Noi abbiamo concluso l’anno scorso, con la Dda di Brescia, una grossa attività di indagine relativa un incendio del 2014, forse la prima del genere, e abbiamo ricostruito l’origine dei rifiuti addirittura dalla materia combusta. Quindi, attraverso la caratterizzazione dei rifiuti abbiamo rilevato che in quel sito, che pure era regolarmente autorizzato, si trovavano dei rifiuti che lì non potevano stare, perché per quelli non c’erano le autorizzazioni necessarie.
E siamo risaliti alla provenienza dei rifiuti, che in quel caso provenivano dalla Campania, al mancato trattamento in alcuni impianti del Nord, e al conferimento al termovalorizzatore di rifiuti che non erano stati trattati. Non ci preoccupiamo del reato di incendio ma di quello di traffico di rifiuti illecito».

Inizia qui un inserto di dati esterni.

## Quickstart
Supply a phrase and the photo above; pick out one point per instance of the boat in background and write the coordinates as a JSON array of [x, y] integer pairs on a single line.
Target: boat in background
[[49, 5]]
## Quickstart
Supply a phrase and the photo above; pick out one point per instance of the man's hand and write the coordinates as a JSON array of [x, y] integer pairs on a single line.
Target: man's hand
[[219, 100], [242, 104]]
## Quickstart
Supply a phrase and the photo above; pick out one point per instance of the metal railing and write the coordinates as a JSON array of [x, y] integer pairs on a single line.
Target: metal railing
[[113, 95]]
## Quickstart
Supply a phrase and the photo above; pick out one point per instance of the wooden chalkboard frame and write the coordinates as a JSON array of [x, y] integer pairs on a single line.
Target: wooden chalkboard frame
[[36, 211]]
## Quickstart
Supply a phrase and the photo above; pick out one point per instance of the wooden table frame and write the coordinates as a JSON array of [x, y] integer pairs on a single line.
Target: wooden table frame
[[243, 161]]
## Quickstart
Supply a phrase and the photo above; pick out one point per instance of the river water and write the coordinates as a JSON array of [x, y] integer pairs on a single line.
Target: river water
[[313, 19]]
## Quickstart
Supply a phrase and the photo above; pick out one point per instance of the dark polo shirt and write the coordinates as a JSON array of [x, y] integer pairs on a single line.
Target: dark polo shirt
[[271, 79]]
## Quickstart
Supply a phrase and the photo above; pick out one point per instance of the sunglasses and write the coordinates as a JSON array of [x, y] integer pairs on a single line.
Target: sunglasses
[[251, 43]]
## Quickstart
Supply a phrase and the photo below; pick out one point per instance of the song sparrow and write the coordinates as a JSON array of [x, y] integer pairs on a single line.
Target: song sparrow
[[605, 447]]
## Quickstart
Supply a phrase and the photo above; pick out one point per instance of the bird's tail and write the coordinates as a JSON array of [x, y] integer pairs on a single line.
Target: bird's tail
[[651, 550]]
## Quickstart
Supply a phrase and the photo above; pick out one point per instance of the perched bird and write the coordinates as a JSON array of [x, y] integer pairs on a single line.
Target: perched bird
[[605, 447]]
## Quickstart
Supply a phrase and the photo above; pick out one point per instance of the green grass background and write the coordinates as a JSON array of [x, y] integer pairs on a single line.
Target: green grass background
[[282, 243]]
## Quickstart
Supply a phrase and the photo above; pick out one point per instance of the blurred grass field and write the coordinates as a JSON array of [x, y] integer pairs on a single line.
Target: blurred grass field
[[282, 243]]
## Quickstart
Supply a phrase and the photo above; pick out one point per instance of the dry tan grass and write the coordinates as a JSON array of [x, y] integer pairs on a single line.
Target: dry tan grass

Il fatto che avvengano dei roghi, in conclusione, è una spia che rende visibile il fenomeno. «Il rogo è l’extrema ratio, quando magari temono un controllo, o quando gli è un po’ scappata la mano e hanno esagerato coi quantitativi. Ma la norma è solo l’abbandono. È un fenomeno che abbiamo decifrato attraverso un lavoro di analisi che si fa da anni, e lo stiamo affrontando insieme alla magistratura».